Разобиженный Федька нехотя отправился за стол, а Иван, проводив его снисходительным взглядом, поманил к себе стольника.

   — Вели-ка переменить нам суды. Пусть поставят «Орлонос», — указал он рукой на ближний поставец.

«Орлонос» считался не самым богатым поставцом. Посуда в нём была «середняя». Имелись поставцы пороскошней — «Соловец», «Колодец», «Судно», где посуда была самого высокого качества, «добрая», изготовленная по большей части знаменитым мастером-ювелиром Трифоном из Катаро[234], жившим и работавшим в Москве в одно время с Аристотелем Фиораванти, но всё равно, когда Иван повелел переменить прибор и указал на «Орлонос», у всех, что называется, глаза полезли на лоб. Да и было от чего! Посудой из поставцов никогда не пользовались, её лишь выставляли напоказ перед особо знатными гостями — обычно перед иноземными послами, чтоб «сдивовати их паче меры», а заодно и честь оказать, которая была тем выше, чем богаче выставленный поставец.

Вот для чего служили поставцы, и вдруг — такое повеление! Оно поразило даже стольника, прислуживавшего Ивану добрых два десятка лет и, казалось, давно уже привыкшего ко всем его причудам, С его уст чуть было не сорвался возглас удивления, а может, и того хуже — подсказка, но то, что помогало ему удерживаться подле Ивана в течение столь долгого времени, не подвело его и сейчас. Он решительно распорядился слугами, и те быстро и ловко сделали своё дело. На столе засверкало золото!

   — Вот так да! — не удержался Зайцев, самый непосредственный из всех, и чего больше было в его возгласе — страха или восторга, трудно было понять.
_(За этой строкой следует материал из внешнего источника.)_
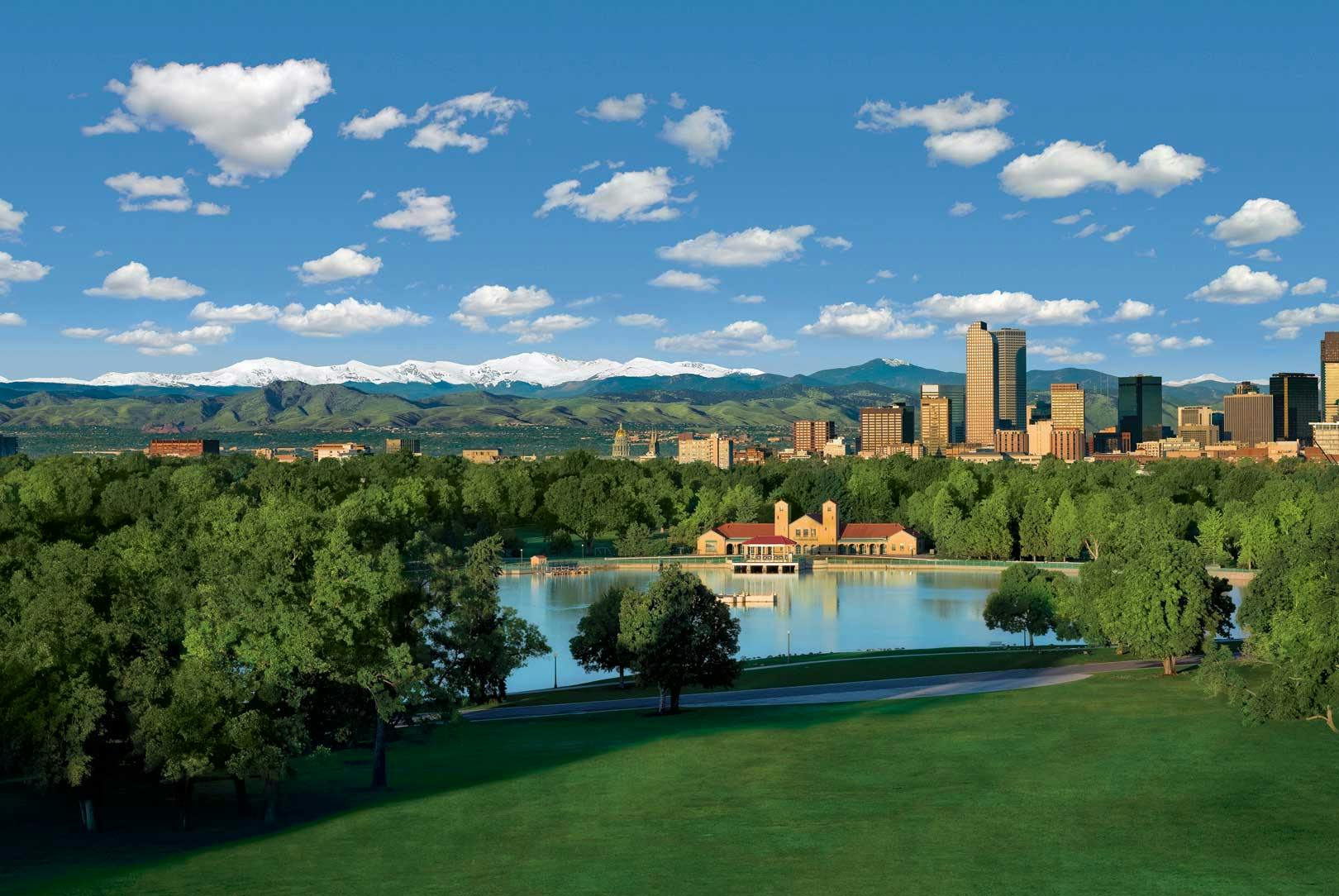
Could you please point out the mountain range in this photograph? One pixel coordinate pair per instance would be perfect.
(524, 390)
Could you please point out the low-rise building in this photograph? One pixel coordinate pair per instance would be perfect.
(809, 535)
(183, 448)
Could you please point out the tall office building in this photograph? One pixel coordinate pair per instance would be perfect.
(883, 429)
(1140, 409)
(1011, 378)
(936, 422)
(1296, 405)
(956, 395)
(980, 390)
(812, 436)
(1248, 418)
(1330, 377)
(1067, 406)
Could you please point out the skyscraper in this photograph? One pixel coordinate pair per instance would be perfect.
(1296, 405)
(1011, 378)
(956, 395)
(1140, 407)
(980, 391)
(1330, 377)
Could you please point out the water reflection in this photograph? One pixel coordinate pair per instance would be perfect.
(822, 612)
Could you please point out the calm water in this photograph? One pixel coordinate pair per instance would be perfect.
(822, 611)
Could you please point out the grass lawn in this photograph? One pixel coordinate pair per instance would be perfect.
(1122, 784)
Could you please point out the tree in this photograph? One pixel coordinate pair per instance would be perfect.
(596, 645)
(679, 634)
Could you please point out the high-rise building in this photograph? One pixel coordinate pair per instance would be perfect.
(812, 436)
(956, 395)
(1140, 407)
(980, 390)
(622, 444)
(936, 422)
(1296, 406)
(1067, 406)
(1248, 418)
(884, 427)
(1011, 378)
(710, 449)
(1330, 377)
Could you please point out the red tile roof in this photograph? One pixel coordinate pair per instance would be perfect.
(872, 529)
(745, 529)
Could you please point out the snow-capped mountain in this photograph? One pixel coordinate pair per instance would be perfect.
(529, 367)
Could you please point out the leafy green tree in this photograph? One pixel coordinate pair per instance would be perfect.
(596, 645)
(679, 634)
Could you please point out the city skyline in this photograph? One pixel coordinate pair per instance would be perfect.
(507, 200)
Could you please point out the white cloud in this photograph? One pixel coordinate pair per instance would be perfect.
(627, 196)
(703, 134)
(967, 148)
(1006, 307)
(1067, 166)
(1073, 218)
(500, 302)
(954, 114)
(1241, 285)
(541, 330)
(1289, 323)
(740, 338)
(751, 248)
(345, 317)
(684, 280)
(11, 218)
(1132, 310)
(442, 123)
(1256, 222)
(1148, 343)
(431, 216)
(341, 265)
(133, 282)
(641, 321)
(1064, 352)
(248, 313)
(612, 109)
(874, 322)
(148, 193)
(17, 271)
(248, 117)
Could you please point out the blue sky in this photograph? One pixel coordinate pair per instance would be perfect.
(1240, 97)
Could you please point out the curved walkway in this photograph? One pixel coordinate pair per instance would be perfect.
(889, 689)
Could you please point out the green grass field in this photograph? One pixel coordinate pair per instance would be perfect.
(1122, 784)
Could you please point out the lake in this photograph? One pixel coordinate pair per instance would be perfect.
(822, 611)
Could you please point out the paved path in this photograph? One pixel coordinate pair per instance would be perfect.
(888, 689)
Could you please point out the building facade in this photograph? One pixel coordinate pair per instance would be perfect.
(181, 448)
(812, 436)
(1011, 378)
(1140, 407)
(710, 449)
(1248, 418)
(982, 412)
(1296, 406)
(885, 427)
(822, 535)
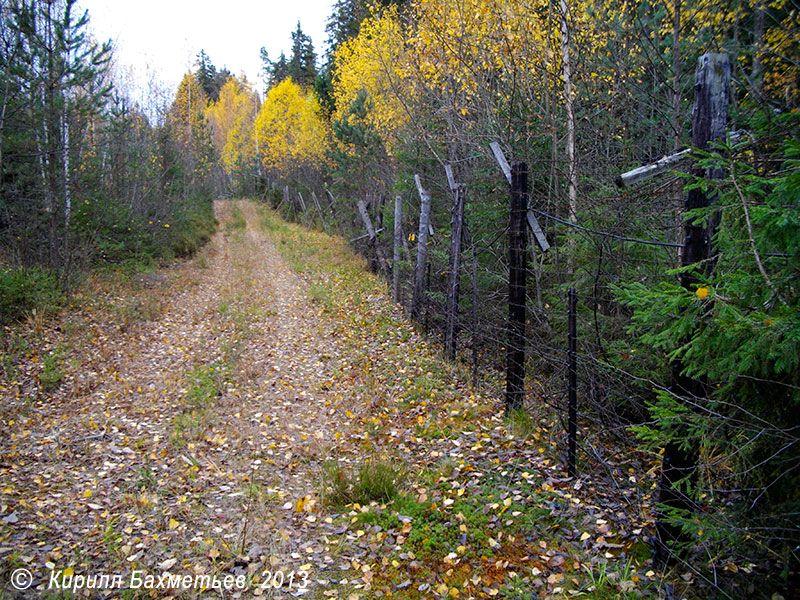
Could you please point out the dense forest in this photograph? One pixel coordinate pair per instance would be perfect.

Остальные хоть и не проронили ни звука, но видно было по их лицам, по их глазам, по той неожиданно проявившейся скованности и взаимной отчуждённости, мгновенно и бессознательно избранной ими в качестве самозащиты, что на смену их чувствам, многим и разнообразным, владевшим ими до этой минуты, пришло одно, общее — смятение, и пришло оно от внезапной и острой осознанности того, что сейчас совершилось, и своей причастности к этому, и своей вины. А совершилось немыслимое — был нарушен обычай. ОБЫЧАЙ! Такого они не то чтобы ожидать — представить себе не могли! Обычай был священней закона, и если Ивану пришло в голову окунуть их сперва в студёное, перед тем как окунать в горячее, то он выбрал самое верное средство.